I'm pleased with what we've accomplished.

Marion Smith and her friends and neighbours in the Save Richmond Farmland Society worked tirelessly in the 1980s and ‘90s to preserve Terra Nova for agriculture, heritage and wildlife habitat.

Thanks to their efforts, Terra Nova area continues to provide habitat diversity for wildlife and serves as a backshore habitat to Sturgeon Bank. The combination of open fields, ditches, treed areas, landscaped gardens and hedgerows is rare in Richmond and plays a significant role in the ecology of the Greater Vancouver Region, as well as the Fraser River estuary ecosystem.

Below are edited excerpts from the interview.

Can you describe how you got interested in Terra Nova, what the time period was?
This was in the 1980s. I had seen something in the newspaper about public hearings to take Terra Nova out of the land reserve. I knew what the land reserve was and I was familiar with Terra Nova to a certain extent. So, I went to one of the hearings and came home that night and I said to my husband, “People don’t know this is going on. We have to let people know in our area.”

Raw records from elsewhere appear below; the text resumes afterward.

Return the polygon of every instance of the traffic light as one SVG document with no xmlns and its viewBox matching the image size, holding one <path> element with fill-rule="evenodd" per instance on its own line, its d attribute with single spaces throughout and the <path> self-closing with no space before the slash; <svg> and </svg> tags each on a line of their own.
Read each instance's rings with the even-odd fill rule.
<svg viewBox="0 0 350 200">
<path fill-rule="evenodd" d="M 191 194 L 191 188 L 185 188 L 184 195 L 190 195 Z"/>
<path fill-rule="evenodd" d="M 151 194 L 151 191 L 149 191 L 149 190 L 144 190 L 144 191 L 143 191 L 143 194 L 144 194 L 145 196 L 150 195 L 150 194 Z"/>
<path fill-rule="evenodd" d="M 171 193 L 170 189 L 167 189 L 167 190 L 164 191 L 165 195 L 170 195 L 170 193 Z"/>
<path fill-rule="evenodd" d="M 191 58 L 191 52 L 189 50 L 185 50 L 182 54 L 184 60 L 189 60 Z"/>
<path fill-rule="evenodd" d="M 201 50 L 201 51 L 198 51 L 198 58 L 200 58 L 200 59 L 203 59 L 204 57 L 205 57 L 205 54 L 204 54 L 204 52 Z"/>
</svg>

So, we made up a flyer and we called around and asked people who we knew – we didn’t know very many people in those days – if they would take the flyer around our neighbourhood, and they did…. There were a lot of people who would take the flyers door to door. All I had to do was phone somebody up, complete strangers, phone them and say “Would you take these flyers around in your neighbourhood? Would you take 200 flyers and deliver them in your neighbourhood?” and people would say yes. You have to realize, this is before the Internet. This is before social media.

You must have had a vision of what you wanted to achieve and do you think you did that?
Yes, we did. We did. We saved it. Once we saved it though… the issue is it is not nearly as big an area as it was before. Terra Nova in its original form was big enough that a farmer could farm it and not have to move his machinery back and forth along city roads. It was big enough as a whole, intact area for even more than one farmer to farm at a time. So, we ended up with about 100 acres.

Now, we have some original ideas that people have come forth with. We have The Sharing Farm. We have the garden plots. We have the schoolyard gardens. Great things have been done there, I think, just because we had the land and because the city,  employees working in parks or wherever, have been able to put forth various projects and they’ve won quite a number of awards for what’s happened at Terra Nova. So, I’m pleased with what happened. I’m pleased with what we’ve accomplished. I walk over there all the time…. It makes me happy to see what we have and to see the birds and see what people are growing in the gardens. Yes it gives me a great deal of satisfaction to know that we’ve accomplished something like that.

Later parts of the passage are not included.